Leo, con interés, casi entomológico, que muchos progres del Sur comentan con algo parecido al susto, una nota del diario Río Negro, que señala que, en Neuquén, el número de escuelas protestantes supera al de las públicas. ¡Horror, Bolsonaro está a un paso!

¿Qué tiene de malo que los padres, responsables e irresponsables, de la educación de sus niños, tengan más posibilidades de elegir? ¿Acaso son mejores las escuelas privadas, elitistas, aunque supuestamente aconfesionales? ¿Acaso es mejor la educación en escuelas de la misma iglesia Católica Apostólica y Romana, que se opuso a la despenalización del aborto? ¿Acaso es mejor la educación pública, cuyo fin específico es condicionar a los futuros adultos para que respeten las reglas de juego de una sociedad específica? No me parece. Al fin, las escuelas confesionales, de cualquier clase, incluso anarquistas, existen porque hay clientes para ellas. Porque hay mercado para ese producto. Lo que nos lleva a citar un apotegma muy conocido: la única verdad es la realidad. Algo muy conocido y muy aceptado que, como toda simplificación, es suficientemente difuso para que cada uno lo interprete como le da la gana. En principio, porque definir que es y que no es la realidad tiene cientos de respuestas y ninguna. El propio Karl Marx al atribuir materialidad a las relaciones de producción agregó no pocos condimentos a este guisado.

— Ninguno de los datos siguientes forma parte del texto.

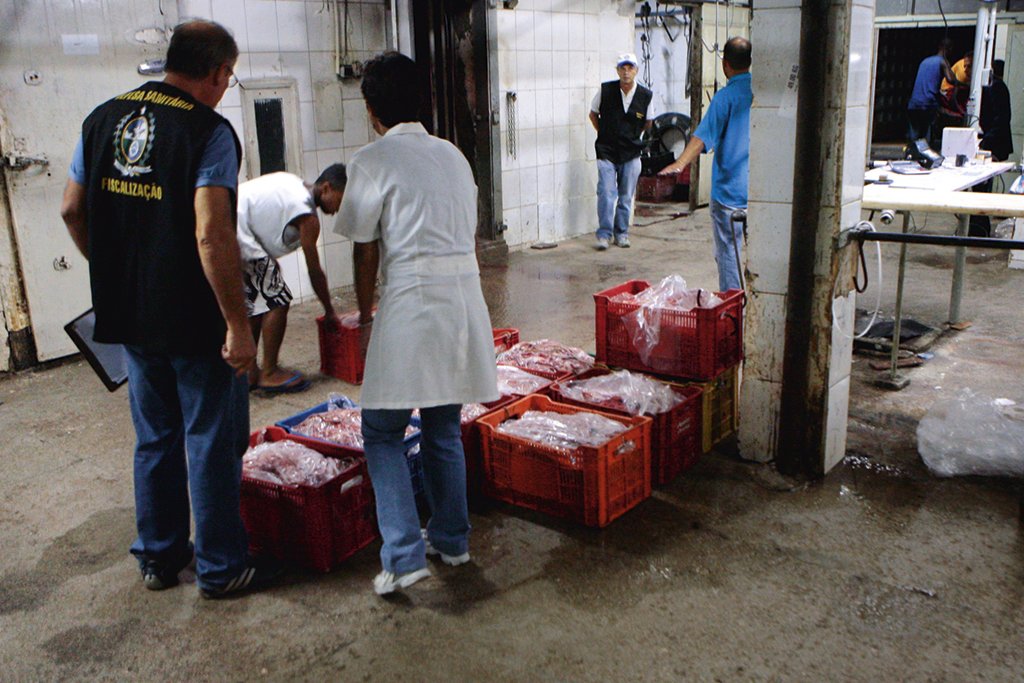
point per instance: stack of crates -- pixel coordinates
(316, 527)
(699, 347)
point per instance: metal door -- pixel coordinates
(57, 60)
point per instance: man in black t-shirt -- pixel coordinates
(150, 203)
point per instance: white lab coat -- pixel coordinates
(432, 343)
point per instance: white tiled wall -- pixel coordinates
(293, 38)
(554, 55)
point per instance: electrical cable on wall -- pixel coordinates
(645, 43)
(510, 109)
(878, 302)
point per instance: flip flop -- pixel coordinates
(293, 384)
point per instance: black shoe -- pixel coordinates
(259, 572)
(159, 574)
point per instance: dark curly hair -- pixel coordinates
(391, 87)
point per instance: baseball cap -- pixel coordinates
(626, 58)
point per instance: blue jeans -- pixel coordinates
(615, 185)
(192, 424)
(443, 483)
(727, 232)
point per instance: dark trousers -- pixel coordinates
(192, 423)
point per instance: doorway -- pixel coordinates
(451, 38)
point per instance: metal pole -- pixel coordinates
(960, 264)
(899, 303)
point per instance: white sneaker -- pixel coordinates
(387, 582)
(451, 560)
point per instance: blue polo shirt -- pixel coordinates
(926, 86)
(726, 129)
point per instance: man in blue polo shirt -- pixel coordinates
(927, 95)
(726, 130)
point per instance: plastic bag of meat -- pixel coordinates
(513, 381)
(562, 430)
(624, 390)
(292, 464)
(471, 411)
(341, 423)
(644, 325)
(548, 356)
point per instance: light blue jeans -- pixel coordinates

Probablemente la simplificación está en el ADN de los humanos. Porque los humanos, cuando alcanzamos la capacidad de conceptualizar, le pusimos nombre a todo lo visible y lo invisible, porque nombrar es dominar; aunque nombre y concepto se parezcan poco a lo designado. Simplifica y tranquiliza. Ángeles o demonios, nada en el medio.

El que firma, por suerte, no tiene respuestas para todo, pero sí preguntas. Preguntas que se parecen a digresiones. Por ejemplo, me pregunto, ante lo que parece ser analfabetismo masificado: ¿Cuántos intelectuales -para no meterme con los de a pie- han leído la Biblia, o el Corán? No es necesario ser religioso para leer la Biblia. No es necesario ser comunista para leer a Marx. No es necesario ser musulmán para leer el Corán. No es necesario ser nazi para leer Mein Kampf. No haberlos leído porque no soy religioso, ni comunista ni nazi, es una simplificación aterradora. Nadie debería reconocerse como intelectual si no ha leído, por lo menos, la Biblia, el libro fundacional de la civilización occidental. Es un libro gordo, es cierto. Imposible de resumir ni en cincuenta twitter. Pero, si tenemos en cuenta que está en el génesis del Corán, del marxismo, de Mein Kampf, y hasta en la salvación del alma con las milanesas de soja, no haberlo leído es un agujero negro.

Probablemente, Manitú no lo quiera, cuando nos caiga sobre la cabeza el próximo “2001”, millones de argentinos, transfiriendo culpas a los políticos, reclamen mano dura y vean con simpatía a los Bolsonaro. Ya se los puede ver por ahí, asomando la nariz desde sus cuevas. ¿Culparemos a los protestantes?

La simplificación es el verdadero asesino silencioso. La simplificación es un revólver que solo sirve para suicidarse.